Maxfield Parrish: Master of Make-Believe

by Alma M. Gilbert

 



 

1. Early Works: 1895-1910

 

Besides the Easter cover for Harper's, Parrish had begun receiving orders for covers for different issues of Harper's Magazine as well as for some early posters and covers that were done in 1896 for Century Magazine. The Pennsylvania Academy had commissioned the Poster Show and the Mask and Wig Club had ordered a poster of their own, Very Little Red Riding Hood (1897). Another well-known cover that Parrish used for both Outing Magazine (September 1906), and as an illustration and end piece for the poem "The Finest Song" by Robert Burns Wilson (Metropolitan Magazine, January 1906), is an oil Parrish named The Last Rose of Summer. The artist used his own face and figure to portray a youth in Grecian costume contemplating a rose he holds in his hand. The figure is shown sitting below one of the massive oaks on the artist's property, flanked by two plaster lions the artist had molded in his studio.

Parrish's early important commissions, however, came in the form of illustrations for three very important books: Frank L. Baum's Mother Goose in Prose (1897), his first book commission; The Golden Age by Kenneth Grahame (1899); and Washington Irving's Knickerbocker's History of New York (1900). It is interesting to note that as early as 1896, Parrish dropped his first name of Fred and began signing his work as Maxfield Parrish.

According to Sylvia Yount, who curated a comprehensive Parrish museum exhibition for the Pennsylvania Academy (1999-2000), the artist and first-time writer Frank L. Baum, who later penned the famous Wizard of Oz book, were aptly matched. Baum was embarking on a successful career in merchandizing strategies that combined fairy tales, theater and technology, which was similar to Parrish's growing market savvy around this time. Such a comparison suggests to Ms. Yount that there is a very real important link between fantasy and consumer desire that partly accounted for the artist's popular appeal. [7]

As one critic, James B. Carrington, pointed out in his article for The Book Buyer, it is important to note that there was a definite link between Parrish's nursery rhyme themes and the serious treatment of the subject from the child's point of view. Parrish connected not only with children but also with adults who were charmed into remembering what it was like to see things from the perspective of childhood.[8]
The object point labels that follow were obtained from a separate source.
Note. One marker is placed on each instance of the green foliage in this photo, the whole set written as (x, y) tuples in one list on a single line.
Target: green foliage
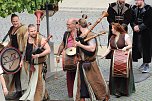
[(8, 7)]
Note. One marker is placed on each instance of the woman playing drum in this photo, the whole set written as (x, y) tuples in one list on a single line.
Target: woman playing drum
[(120, 85)]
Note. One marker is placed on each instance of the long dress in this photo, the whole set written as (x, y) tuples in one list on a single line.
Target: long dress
[(36, 88), (89, 82), (121, 85), (2, 98)]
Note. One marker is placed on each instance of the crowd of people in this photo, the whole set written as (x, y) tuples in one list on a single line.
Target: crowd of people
[(86, 79)]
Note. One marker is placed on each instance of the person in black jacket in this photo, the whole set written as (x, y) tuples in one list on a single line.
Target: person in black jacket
[(119, 12), (142, 33)]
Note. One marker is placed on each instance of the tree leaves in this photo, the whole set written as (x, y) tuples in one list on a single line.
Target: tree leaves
[(8, 7)]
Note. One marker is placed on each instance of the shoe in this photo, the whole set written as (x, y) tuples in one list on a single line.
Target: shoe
[(118, 95), (146, 69), (142, 66), (14, 96)]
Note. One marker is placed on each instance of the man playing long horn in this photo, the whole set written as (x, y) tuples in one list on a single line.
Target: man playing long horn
[(89, 82)]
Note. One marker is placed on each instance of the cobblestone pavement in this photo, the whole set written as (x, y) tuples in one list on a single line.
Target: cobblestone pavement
[(58, 91), (57, 87)]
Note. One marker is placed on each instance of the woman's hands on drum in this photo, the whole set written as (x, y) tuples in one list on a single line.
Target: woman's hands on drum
[(124, 49), (21, 63), (77, 43), (102, 57), (57, 59)]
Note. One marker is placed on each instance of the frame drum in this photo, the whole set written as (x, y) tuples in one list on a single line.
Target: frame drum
[(10, 59)]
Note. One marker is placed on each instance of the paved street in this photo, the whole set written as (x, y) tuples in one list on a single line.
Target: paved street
[(75, 8)]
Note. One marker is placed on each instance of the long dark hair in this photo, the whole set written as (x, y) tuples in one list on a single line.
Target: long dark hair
[(119, 28)]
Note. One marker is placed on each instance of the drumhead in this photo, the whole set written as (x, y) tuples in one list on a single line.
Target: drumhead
[(1, 46), (10, 59)]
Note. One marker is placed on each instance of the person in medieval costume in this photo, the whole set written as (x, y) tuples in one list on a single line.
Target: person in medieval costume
[(142, 34), (36, 65), (18, 81), (119, 12), (120, 85), (68, 41), (3, 88), (89, 82)]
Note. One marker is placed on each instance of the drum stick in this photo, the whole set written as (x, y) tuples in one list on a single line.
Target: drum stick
[(55, 76)]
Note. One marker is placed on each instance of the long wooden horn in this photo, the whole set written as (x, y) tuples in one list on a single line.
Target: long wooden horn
[(104, 14), (38, 14)]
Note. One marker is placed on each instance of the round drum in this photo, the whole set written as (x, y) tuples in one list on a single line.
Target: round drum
[(121, 64), (10, 59)]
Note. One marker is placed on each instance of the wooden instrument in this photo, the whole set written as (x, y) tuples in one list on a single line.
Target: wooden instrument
[(121, 64)]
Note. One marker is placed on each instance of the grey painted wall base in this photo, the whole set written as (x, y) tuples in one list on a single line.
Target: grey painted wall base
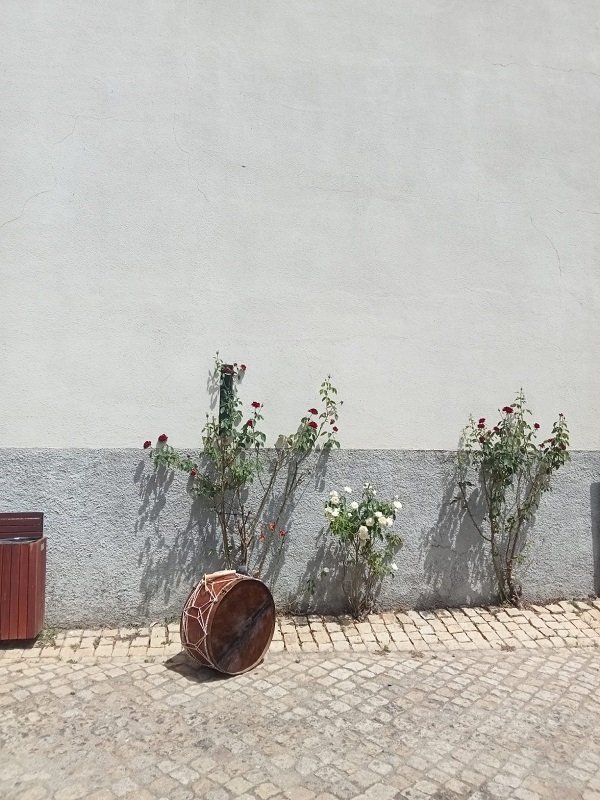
[(125, 545)]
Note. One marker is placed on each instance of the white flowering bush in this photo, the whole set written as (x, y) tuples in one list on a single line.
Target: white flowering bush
[(365, 543)]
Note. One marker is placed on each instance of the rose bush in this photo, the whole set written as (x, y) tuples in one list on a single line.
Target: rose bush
[(235, 459), (505, 468)]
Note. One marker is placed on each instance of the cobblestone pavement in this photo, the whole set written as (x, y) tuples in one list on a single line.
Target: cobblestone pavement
[(481, 724), (564, 624)]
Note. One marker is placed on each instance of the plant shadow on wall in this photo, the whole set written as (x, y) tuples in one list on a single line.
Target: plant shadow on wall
[(501, 473), (595, 506), (169, 558), (244, 493), (455, 558)]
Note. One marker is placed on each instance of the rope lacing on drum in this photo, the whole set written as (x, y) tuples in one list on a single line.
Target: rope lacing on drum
[(196, 613)]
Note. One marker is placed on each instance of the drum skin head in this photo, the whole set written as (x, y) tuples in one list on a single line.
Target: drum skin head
[(242, 627)]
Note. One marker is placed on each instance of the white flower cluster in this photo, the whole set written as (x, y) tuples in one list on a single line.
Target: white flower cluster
[(333, 510)]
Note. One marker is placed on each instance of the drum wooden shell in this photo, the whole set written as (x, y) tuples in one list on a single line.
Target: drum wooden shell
[(228, 622)]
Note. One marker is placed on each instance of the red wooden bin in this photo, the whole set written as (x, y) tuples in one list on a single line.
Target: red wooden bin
[(22, 575)]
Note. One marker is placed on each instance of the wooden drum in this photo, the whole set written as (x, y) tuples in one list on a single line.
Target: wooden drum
[(228, 622)]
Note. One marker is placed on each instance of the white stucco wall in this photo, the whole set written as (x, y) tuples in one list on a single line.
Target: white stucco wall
[(406, 194)]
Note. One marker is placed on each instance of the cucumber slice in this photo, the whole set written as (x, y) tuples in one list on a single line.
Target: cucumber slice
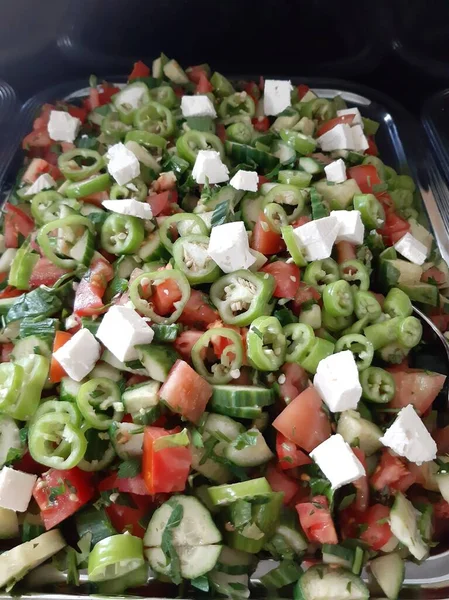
[(142, 402), (358, 431), (404, 525), (195, 529), (157, 360), (127, 439), (69, 389), (240, 401), (252, 455), (32, 344), (389, 572), (194, 560), (9, 524), (15, 563), (323, 582)]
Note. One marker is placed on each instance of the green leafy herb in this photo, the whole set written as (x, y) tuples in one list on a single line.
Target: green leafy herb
[(167, 546), (129, 468), (201, 583), (248, 438)]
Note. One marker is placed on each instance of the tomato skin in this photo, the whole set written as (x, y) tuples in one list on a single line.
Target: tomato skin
[(378, 532), (56, 371), (289, 455), (303, 421), (164, 296), (16, 221), (280, 482), (316, 521), (287, 277), (265, 240), (78, 491), (186, 392), (198, 313), (166, 470), (45, 273), (392, 473), (328, 125), (296, 381), (140, 69), (416, 387)]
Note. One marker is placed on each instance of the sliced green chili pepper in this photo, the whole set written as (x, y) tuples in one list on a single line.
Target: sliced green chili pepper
[(360, 346), (112, 125), (410, 332), (371, 210), (292, 246), (319, 350), (93, 185), (122, 234), (338, 299), (276, 216), (147, 139), (266, 344), (239, 103), (242, 296), (55, 442), (191, 142), (319, 273), (303, 144), (184, 223), (47, 247), (143, 285), (165, 95), (300, 338), (240, 132), (115, 556), (377, 385), (80, 163), (99, 401), (291, 198), (231, 358), (354, 271), (366, 306), (381, 334), (155, 118), (191, 257), (398, 304)]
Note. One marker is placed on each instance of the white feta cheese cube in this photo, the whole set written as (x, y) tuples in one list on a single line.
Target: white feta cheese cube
[(16, 489), (316, 238), (208, 165), (337, 381), (62, 127), (338, 138), (351, 111), (133, 96), (123, 164), (78, 356), (43, 182), (336, 171), (338, 462), (245, 180), (229, 247), (409, 437), (129, 206), (121, 329), (411, 249), (351, 228), (359, 138), (197, 106), (277, 96)]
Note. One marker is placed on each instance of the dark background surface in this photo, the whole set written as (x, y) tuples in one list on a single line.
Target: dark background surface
[(400, 47)]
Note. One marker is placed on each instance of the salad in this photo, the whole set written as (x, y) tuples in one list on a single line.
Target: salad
[(209, 356)]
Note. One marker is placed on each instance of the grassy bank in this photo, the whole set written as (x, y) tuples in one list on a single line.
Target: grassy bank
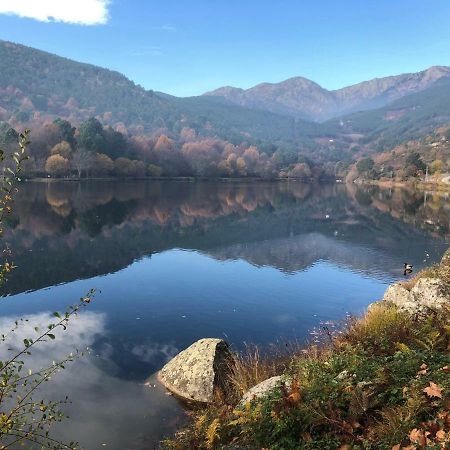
[(382, 382)]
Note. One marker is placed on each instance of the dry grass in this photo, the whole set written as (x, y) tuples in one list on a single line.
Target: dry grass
[(254, 365), (382, 324)]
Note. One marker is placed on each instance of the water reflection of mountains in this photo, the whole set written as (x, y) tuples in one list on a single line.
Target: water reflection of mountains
[(66, 231)]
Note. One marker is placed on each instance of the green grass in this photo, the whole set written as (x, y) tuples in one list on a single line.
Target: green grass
[(382, 382)]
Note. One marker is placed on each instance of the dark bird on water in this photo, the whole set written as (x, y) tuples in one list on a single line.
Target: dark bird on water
[(408, 269)]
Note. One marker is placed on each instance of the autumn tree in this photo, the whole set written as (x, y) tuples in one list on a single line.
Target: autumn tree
[(154, 171), (91, 136), (436, 166), (300, 170), (115, 143), (123, 167), (364, 165), (66, 131), (57, 165), (102, 164), (82, 161), (63, 149)]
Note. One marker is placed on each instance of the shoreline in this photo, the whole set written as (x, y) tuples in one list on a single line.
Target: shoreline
[(350, 390), (409, 184)]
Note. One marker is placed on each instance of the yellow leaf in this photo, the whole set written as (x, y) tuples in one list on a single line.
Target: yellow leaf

Mother Goose in Prose, with its historical flavor, led directly to another of Parrish's important book commissions, Washington Irving's Knickerbocker's History of New York, which was first printed in 1809 and reprinted with Parrish's images in 1900.[9]

Commissions for book and magazine illustrations were coming. With the financial help of his father Stephen, Parrish and Lydia felt able to purchase acreage in 1898 on top of a hill in Plainfield, New Hampshire, overlooking Mt. Ascutney. Lydia was understandably reluctant to leave her career, friends and family for the hinterlands of New Hampshire and the one-room cabin that her young husband initially built. As much as she could, she remained in Philadelphia, teaching during the time Parrish was busy with his work, as well as with building a permanent home on the property that they had named "The Oaks" for the magnificent trees next to their home. Whenever she was not teaching, she would ride the train from Philadelphia to Windsor, Vermont, where she would be picked up by her husband. While the house was being built the couple stayed at Northcote, boarding with Parrish's parents.

In a pivotal event in their lives, soon after the couple moved into their newly constructed home and were readying to settle down, Lydia received an urgent telegram in Philadelphia from Stephen Parrish notifying her that her husband had been taken seriously ill and required her presence. Lydia immediately boarded a train to Windsor, and after that never again returned to her teaching position at Drexel or the private students she had been tutoring.

Parrish had indeed become dreadfully ill with tuberculosis, which at the time was still a little understood, highly contagious and deadly illness. At a time when few spouses remained with their partners during the infectious stage of the disease, the young bride braved the fierce New Hampshire winter in the little cabin which, given Parrish's building genius with tools and his fascination with architecture, had now expanded into four-room rustic splendor. Lydia followed her husband to a Saranac Lake sanitarium for treatment, which was funded with a five hundred dollar check by his best friend and neighbor, American writer Winston Churchill (1871-1947). The two men had become fast friends. They were approximately the same age, and Churchill and his bride Mabel Harlakenden had been married the same year as the Parrishes. They had also settled in the area in the same year, 1898.[10]